End of the year hard drive clean-up and I found this, written idly whilst doing Not Very Much At All. Now I want to carry on writing it.
The College of Magic, City of Beara, Nerandor
Taryn Pallerion, Elemental Mage of the Fourth School mumbled something incoherent and rolled over in the bed, only the top of his tousled hair visible from under the sheets.
“Go ‘way,” he muttered, flapping one hand ineffectually from under the covers in the general direction of the voice. “Still ‘sleep. Not time to get up yet.”

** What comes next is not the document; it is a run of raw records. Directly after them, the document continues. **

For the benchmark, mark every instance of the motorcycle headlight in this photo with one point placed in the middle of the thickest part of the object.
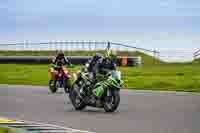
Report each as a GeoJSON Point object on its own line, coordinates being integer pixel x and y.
{"type": "Point", "coordinates": [116, 74]}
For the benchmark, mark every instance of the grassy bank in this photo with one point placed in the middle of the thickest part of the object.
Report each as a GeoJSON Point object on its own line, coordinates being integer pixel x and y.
{"type": "Point", "coordinates": [5, 130]}
{"type": "Point", "coordinates": [175, 77]}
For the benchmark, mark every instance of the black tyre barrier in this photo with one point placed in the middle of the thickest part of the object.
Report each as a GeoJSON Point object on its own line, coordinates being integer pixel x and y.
{"type": "Point", "coordinates": [132, 61]}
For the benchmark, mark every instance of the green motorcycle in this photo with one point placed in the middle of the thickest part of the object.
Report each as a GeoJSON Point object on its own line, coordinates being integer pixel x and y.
{"type": "Point", "coordinates": [106, 89]}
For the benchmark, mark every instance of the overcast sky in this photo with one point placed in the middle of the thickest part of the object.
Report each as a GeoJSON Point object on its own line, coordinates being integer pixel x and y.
{"type": "Point", "coordinates": [151, 23]}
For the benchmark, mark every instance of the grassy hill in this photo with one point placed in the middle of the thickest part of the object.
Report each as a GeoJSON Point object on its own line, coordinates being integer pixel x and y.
{"type": "Point", "coordinates": [147, 59]}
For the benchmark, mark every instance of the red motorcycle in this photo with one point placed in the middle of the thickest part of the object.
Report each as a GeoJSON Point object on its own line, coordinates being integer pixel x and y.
{"type": "Point", "coordinates": [60, 79]}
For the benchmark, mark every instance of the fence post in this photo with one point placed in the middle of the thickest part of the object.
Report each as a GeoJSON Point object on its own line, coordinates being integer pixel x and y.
{"type": "Point", "coordinates": [108, 46]}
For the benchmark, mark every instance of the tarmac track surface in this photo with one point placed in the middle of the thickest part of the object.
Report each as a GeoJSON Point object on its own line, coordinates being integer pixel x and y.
{"type": "Point", "coordinates": [138, 112]}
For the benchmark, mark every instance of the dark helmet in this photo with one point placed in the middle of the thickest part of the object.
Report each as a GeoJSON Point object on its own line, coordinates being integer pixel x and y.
{"type": "Point", "coordinates": [60, 53]}
{"type": "Point", "coordinates": [97, 56]}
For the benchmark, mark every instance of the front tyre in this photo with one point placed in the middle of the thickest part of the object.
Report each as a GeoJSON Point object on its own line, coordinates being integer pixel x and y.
{"type": "Point", "coordinates": [52, 86]}
{"type": "Point", "coordinates": [111, 102]}
{"type": "Point", "coordinates": [67, 85]}
{"type": "Point", "coordinates": [76, 100]}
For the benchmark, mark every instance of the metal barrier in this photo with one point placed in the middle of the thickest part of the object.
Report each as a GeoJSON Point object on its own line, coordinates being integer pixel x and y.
{"type": "Point", "coordinates": [76, 46]}
{"type": "Point", "coordinates": [131, 61]}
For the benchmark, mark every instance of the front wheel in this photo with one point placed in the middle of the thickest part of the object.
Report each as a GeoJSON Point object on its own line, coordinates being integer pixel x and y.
{"type": "Point", "coordinates": [111, 100]}
{"type": "Point", "coordinates": [76, 100]}
{"type": "Point", "coordinates": [67, 85]}
{"type": "Point", "coordinates": [52, 86]}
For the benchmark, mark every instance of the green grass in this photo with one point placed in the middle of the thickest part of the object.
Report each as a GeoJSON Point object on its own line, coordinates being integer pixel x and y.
{"type": "Point", "coordinates": [146, 59]}
{"type": "Point", "coordinates": [5, 130]}
{"type": "Point", "coordinates": [173, 77]}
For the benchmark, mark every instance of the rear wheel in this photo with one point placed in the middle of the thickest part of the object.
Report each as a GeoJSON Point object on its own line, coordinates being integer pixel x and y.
{"type": "Point", "coordinates": [76, 100]}
{"type": "Point", "coordinates": [111, 100]}
{"type": "Point", "coordinates": [52, 86]}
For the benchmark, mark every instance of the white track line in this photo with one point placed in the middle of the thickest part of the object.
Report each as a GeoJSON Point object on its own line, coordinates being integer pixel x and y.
{"type": "Point", "coordinates": [72, 130]}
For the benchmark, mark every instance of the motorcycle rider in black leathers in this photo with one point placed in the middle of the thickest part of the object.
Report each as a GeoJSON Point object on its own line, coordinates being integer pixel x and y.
{"type": "Point", "coordinates": [101, 65]}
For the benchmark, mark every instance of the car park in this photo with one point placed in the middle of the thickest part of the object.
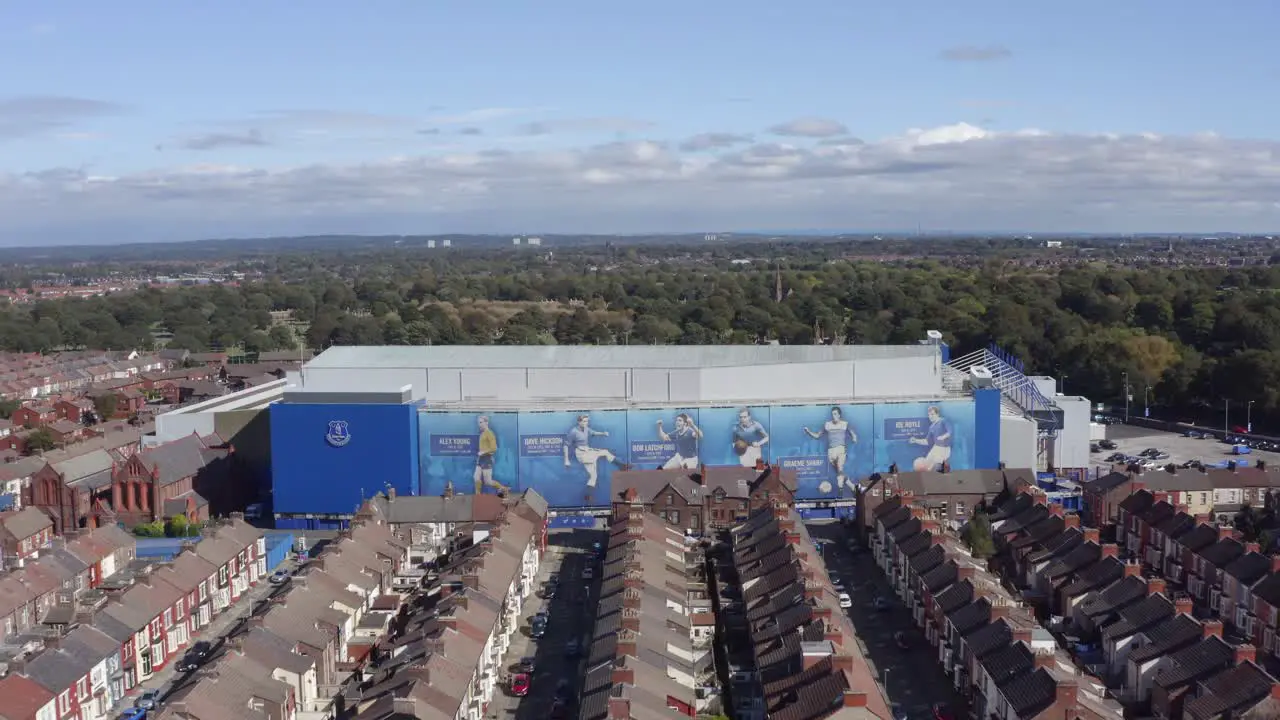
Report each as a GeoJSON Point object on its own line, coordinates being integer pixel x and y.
{"type": "Point", "coordinates": [149, 700]}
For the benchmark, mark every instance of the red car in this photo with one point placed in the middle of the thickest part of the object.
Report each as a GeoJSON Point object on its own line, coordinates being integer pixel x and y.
{"type": "Point", "coordinates": [520, 684]}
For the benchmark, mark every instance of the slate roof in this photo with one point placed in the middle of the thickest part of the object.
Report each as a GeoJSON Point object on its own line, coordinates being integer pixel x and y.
{"type": "Point", "coordinates": [1171, 634]}
{"type": "Point", "coordinates": [1056, 545]}
{"type": "Point", "coordinates": [24, 523]}
{"type": "Point", "coordinates": [1097, 575]}
{"type": "Point", "coordinates": [1269, 589]}
{"type": "Point", "coordinates": [1031, 693]}
{"type": "Point", "coordinates": [1223, 552]}
{"type": "Point", "coordinates": [1139, 616]}
{"type": "Point", "coordinates": [1079, 557]}
{"type": "Point", "coordinates": [1040, 533]}
{"type": "Point", "coordinates": [1230, 691]}
{"type": "Point", "coordinates": [1198, 537]}
{"type": "Point", "coordinates": [1196, 662]}
{"type": "Point", "coordinates": [1248, 568]}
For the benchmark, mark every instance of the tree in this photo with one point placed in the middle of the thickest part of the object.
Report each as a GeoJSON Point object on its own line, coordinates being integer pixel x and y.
{"type": "Point", "coordinates": [105, 405]}
{"type": "Point", "coordinates": [40, 440]}
{"type": "Point", "coordinates": [177, 527]}
{"type": "Point", "coordinates": [977, 536]}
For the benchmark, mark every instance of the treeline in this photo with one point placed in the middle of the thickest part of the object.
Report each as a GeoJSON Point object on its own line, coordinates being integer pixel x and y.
{"type": "Point", "coordinates": [1194, 337]}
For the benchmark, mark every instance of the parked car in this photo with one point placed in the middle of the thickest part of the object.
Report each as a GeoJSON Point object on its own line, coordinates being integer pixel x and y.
{"type": "Point", "coordinates": [149, 700]}
{"type": "Point", "coordinates": [520, 684]}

Really, what was the point of taking the final tests of the College to become a fully fledged mage, no longer a Novitiate, only to be denied the simple pleasure of laying in bed far longer than you would have done when you were a student? Had he been more awake, and had he been inclined to be particularly bothered by the disturbance, he would have been most affronted. Taryn liked sleeping. It ranked right up amongst his favourite pastimes.
Instead of responding to the voice as his sense of duty suggested he ought to, he chose to attempt to will himself back into what had been proving to be a rather pleasant dream involving himself and the twin girls who served as assistants in that delicious little bakery in the Trader’s Quarter…
“Master Pallerion, Master Leondrin requires your presence now.”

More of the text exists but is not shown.